There is no such thing as a standard risk appetite. Management and the board formulate a risk appetite statement with full understanding of the trade-offs involved and in the context of the entity’s chosen mission, vision and business objectives. The statement serves as a reminder of the core risk strategy arising from the strategy-setting process, considering the organization’s capacity to bear risk as well as a broader understanding of the level of risk it can safely assume and successfully manage over the planning horizon in executing its strategy.

Questions for Senior Executives and Boards of Directors

Following are some suggested questions senior executives and their boards may consider, based on the entity’s operations:

• Is there a periodic substantive dialogue in both the C-suite and the boardroom regarding management’s appetite for risk and whether the company’s risk profile, as measured through periodic risk assessments and stress tests against multiple future scenarios, is consistent with that risk appetite?
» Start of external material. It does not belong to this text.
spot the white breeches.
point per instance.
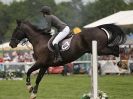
(61, 35)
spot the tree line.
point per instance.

Is risk appetite considered when significant matters – such as proposed M&A transactions, entering new markets and significant R&D outlays – are evaluated and approved?
• Do the board and management engage in a periodic dialogue covering such topics as:
  • The maximum acceptable level of performance variability in specific operating areas?
  • The implications of changes in the business environment on the core assumptions inherent in the strategy, including the desired risk appetite?
  • Aspects of the strategy that may be a stretch or even unrealistic, leading to unacceptable risk-taking to achieve performance goals?
• Does risk reporting to executive management and the board consider the organization’s key risk appetite assertions? Is the board informed on a timely basis of exceptions and near misses to the company’s risk tolerance parameters and the planned actions to address them? Is the risk appetite statement used to drive risk policy across the enterprise?

[1] “Board-Management Dialogue on Risk Appetite,” NACD Advisory Council on Risk Oversight, May 2017, available as complimentary content at www.nacdonline.org/insights/publications.cfm?ItemNumber=43377.

[2] Enterprise Risk Management – Aligning Risk with Strategy and Performance, Committee of Sponsoring Organizations, June 2017, available at www.coso.org.